Take lanes - how to use ?

I’m effectively new to this n-Track (last used it many years ago), and I’m trying to find out what I can and cannot do with it.

I must be completely missing the point on take lanes.

Say I have two takes on a track - 1 and 2. I drag the cursor to set a time period, click S, and there are the time borders.

The first thing I want to do is move one of those borders to get it in exactly the right place. I can’t. If I drag the edge, part of a whole take moves around. How do I do this?

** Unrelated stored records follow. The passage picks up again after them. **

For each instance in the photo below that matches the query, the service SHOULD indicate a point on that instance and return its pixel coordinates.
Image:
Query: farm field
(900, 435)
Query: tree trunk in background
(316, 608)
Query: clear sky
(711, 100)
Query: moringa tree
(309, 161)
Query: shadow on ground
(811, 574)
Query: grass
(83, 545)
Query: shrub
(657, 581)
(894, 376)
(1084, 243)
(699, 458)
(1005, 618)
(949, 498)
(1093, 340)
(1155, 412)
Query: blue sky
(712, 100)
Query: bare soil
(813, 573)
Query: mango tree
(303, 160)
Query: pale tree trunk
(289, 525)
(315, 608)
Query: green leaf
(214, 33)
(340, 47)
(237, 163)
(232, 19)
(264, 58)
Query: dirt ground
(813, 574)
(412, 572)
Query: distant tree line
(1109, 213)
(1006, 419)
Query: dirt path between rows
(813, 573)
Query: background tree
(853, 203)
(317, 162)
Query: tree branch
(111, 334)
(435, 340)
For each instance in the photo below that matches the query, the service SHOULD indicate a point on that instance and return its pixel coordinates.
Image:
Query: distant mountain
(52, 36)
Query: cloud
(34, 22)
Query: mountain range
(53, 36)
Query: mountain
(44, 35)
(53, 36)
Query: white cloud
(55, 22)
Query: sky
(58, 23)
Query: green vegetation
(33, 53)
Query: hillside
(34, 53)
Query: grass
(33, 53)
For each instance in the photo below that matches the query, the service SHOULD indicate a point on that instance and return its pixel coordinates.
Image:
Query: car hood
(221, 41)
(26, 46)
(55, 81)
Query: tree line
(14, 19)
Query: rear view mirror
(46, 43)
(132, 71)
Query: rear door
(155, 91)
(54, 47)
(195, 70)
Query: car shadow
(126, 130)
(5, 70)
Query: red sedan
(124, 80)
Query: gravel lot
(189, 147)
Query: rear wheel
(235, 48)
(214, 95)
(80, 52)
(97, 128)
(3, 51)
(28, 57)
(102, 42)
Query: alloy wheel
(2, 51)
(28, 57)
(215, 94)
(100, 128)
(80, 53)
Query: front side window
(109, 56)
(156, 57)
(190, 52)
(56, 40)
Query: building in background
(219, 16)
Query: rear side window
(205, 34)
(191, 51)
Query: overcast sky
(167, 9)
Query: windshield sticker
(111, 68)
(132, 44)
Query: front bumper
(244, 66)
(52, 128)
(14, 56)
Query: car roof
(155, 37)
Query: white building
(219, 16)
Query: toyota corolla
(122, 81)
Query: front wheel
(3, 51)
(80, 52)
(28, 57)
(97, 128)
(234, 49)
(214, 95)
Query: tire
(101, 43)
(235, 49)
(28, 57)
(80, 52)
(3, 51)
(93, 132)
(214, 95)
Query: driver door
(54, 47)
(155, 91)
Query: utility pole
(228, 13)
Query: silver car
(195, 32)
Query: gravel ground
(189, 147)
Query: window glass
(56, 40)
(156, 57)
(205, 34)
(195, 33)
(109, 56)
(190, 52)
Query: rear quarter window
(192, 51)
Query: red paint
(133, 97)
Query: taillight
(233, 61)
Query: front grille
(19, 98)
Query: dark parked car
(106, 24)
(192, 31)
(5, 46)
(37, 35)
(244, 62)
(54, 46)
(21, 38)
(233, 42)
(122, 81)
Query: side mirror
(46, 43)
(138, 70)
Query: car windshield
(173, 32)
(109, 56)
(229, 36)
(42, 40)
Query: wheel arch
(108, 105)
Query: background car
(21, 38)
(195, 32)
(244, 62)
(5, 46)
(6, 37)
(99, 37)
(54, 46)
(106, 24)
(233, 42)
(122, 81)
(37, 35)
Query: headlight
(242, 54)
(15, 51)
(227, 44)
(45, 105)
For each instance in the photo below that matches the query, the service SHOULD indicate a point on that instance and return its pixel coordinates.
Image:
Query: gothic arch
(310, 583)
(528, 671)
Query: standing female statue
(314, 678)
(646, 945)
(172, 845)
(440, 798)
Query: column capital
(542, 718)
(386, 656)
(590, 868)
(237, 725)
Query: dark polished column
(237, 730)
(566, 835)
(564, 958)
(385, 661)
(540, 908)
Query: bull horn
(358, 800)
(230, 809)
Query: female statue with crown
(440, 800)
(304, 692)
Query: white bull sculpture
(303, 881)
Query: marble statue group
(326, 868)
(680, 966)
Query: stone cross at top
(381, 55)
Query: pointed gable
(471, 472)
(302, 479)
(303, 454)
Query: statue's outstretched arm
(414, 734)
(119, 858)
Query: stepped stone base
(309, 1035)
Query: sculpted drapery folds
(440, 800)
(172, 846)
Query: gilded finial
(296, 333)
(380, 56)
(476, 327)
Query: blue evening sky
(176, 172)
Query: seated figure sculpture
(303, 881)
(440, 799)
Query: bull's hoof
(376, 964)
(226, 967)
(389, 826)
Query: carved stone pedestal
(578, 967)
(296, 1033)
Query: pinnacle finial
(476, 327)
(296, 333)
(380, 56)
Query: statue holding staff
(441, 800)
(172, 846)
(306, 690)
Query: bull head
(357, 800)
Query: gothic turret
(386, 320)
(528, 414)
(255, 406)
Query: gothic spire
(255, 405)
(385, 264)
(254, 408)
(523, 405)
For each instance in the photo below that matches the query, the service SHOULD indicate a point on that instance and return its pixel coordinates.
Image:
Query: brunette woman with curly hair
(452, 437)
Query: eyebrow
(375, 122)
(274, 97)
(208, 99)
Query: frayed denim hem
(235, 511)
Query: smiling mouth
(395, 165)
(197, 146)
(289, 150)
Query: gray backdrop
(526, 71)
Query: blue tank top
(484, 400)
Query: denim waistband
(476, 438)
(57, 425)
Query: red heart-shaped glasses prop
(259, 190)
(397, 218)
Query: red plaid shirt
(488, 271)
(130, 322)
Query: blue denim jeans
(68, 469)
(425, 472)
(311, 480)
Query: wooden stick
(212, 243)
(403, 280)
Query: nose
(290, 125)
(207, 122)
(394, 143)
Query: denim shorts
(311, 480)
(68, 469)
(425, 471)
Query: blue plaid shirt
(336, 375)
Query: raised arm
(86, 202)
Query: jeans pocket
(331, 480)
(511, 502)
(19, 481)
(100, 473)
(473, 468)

The second thing is that since it seems the switch from take to take is instantaneous, since both takes are unlikely to have zero-crossing at the same and chosen point, there’s nearly always a small click on the changeover. Any way to avoid that? Profile the edge or something?

Hi nmw01223.
If I getting you right, I would splice the area and then ‘un-group’ the parts but I’m not quite sure what you are trying to do?
“right place” = positioned to grid or moved…?
Probably best to be in none destructive editing mode for now.

Yes, thanks for your help, and perhaps I didn’t explain very well.

Say I have two takes on a track, 1 and 2, and I have two time split points at X and Y. It is currently set so that from time zero to X it plays take 1, then from X to Y take 2, and then from Y onwards, take 1 again. That is to say, take 2 only plays between X and Y.

But, I’ve got time X slightly in the wrong place - I want to move it so the switch from take 1 to 2 is better placed. How do I do that?

There are various handles on the line at time X, but I cannot find any way of using any of them just to move time X. Sometimes a whole take moves, sometimes ‘X’ splits into two time lines itself. it seems that what I want to do is such a simple thing, yet I cannot see how to do it!

The other point is the the switch is instant, and there is usually a slight click caused because at least one of the takes was not zero-crossing at that point, and I was wondering how to avoid that.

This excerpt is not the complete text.